Geçenlerde “Madendeki Karanlık” başlıklı yazımla bir soruyu sormuştum:
Bazı madenlerde kimler, nasıl ve neden görev alıyor?
Görünüşte sıradan atamalar gibi duran bazı tercihler, arka planda düşündürücü izler taşıyordu.
Şimdi ise başka bir “tesadüf” ile karşı karşıyayız.
İzmir’de faaliyet gösteren bir maden şirketinde…
Yeni alınan araçlar… Ve o araçlara verilen plakalar:
Hepsinin baş harfleri “FET”
Evet yanlış okumadınız: FET.
Yani bu ülkeye darbe girişiminde bulunmuş terör örgütünün adını hatırlatan o üç harf!
Şimdi bana diyeceksiniz ki:
“Bunun nesi garip?
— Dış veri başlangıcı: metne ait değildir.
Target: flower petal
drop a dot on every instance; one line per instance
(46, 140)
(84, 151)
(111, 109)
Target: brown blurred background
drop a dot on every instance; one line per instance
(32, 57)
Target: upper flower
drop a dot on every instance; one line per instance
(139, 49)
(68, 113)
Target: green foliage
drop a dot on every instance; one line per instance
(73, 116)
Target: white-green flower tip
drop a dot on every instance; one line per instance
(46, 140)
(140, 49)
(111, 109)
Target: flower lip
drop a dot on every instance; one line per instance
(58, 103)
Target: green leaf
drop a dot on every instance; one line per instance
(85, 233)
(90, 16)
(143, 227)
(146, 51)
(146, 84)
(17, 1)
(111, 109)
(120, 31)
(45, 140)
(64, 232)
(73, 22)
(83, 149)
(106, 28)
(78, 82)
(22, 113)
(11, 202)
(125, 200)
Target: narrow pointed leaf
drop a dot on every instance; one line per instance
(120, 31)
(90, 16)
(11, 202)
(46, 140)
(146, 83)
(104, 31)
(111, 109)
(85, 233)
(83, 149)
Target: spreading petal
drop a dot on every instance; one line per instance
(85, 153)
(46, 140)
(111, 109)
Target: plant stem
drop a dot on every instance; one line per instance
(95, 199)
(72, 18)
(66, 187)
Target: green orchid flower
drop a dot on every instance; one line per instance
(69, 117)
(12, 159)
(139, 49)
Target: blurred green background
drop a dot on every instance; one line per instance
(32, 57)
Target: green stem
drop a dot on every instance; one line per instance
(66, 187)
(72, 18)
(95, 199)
Plakalar rastgele verilir. Tesadüf işte!”
Evet, olabilir. Plaka sisteminde bazen harf kombinasyonları denk gelir.
Ama insan yine de düşünmeden edemiyor:
Neden tam da o harfler? Neden tam da o filo? Neden tam da o şirket?
Kemal Sunal’ın o meşhur repliği gelir aklıma:
"Mesela yani..."
Mesela birileri kasıtlı olarak bu üç harfi seçmiş olamaz mı?
Mesela birileri hâlâ bazı yerlere “ben buradayım” demek istemez mi?
Mesela bazı güç odakları, bu ülkeyi unutmamış mesajlarla hâlâ tehdit etmeye çalışmaz mı?
Bilemiyoruz. Belki de hepsi sadece bir “tesadüf”.
Ama bu ülkede tesadüflerin arkasından ne kumpaslar çıktığını da unutmuyoruz!
Asıl mesele şu:
Bu ülkede hâlâ kimsenin o harfleri yan yana getirmeye cesaret edememesi gerekirken, bu rahatlık nereden geliyor?
Eğer bu bir “sinyal” ise, çok tehlikeli…
Eğer bu bir “şaka” ise, hiç komik değil…
Eğer bu bir “gaf” ise, hemen düzeltilmeli…
Ve eğer bu sadece benim kafamda büyüyen bir “soru işareti” ise, o zaman kamu kurumları da aynı soru işaretini gidermekle yükümlü.
Çünkü FETÖ gibi karanlık bir yapının isimlerinin bile sistemde yer bulduğu bir ülkede, kimse güvende değildir.
Özellikle de maden gibi stratejik sektörlerde çalışanlar.
Soruyorum şimdi:
Bu plaka kombinasyonu gerçekten tesadüf mü, yoksa “uyanık” bir planın ucu mu?
Cevabı bilenler varsa, artık susmasın.
Çünkü madenin altı kadar, üstü de karanlık görünmeye başladı.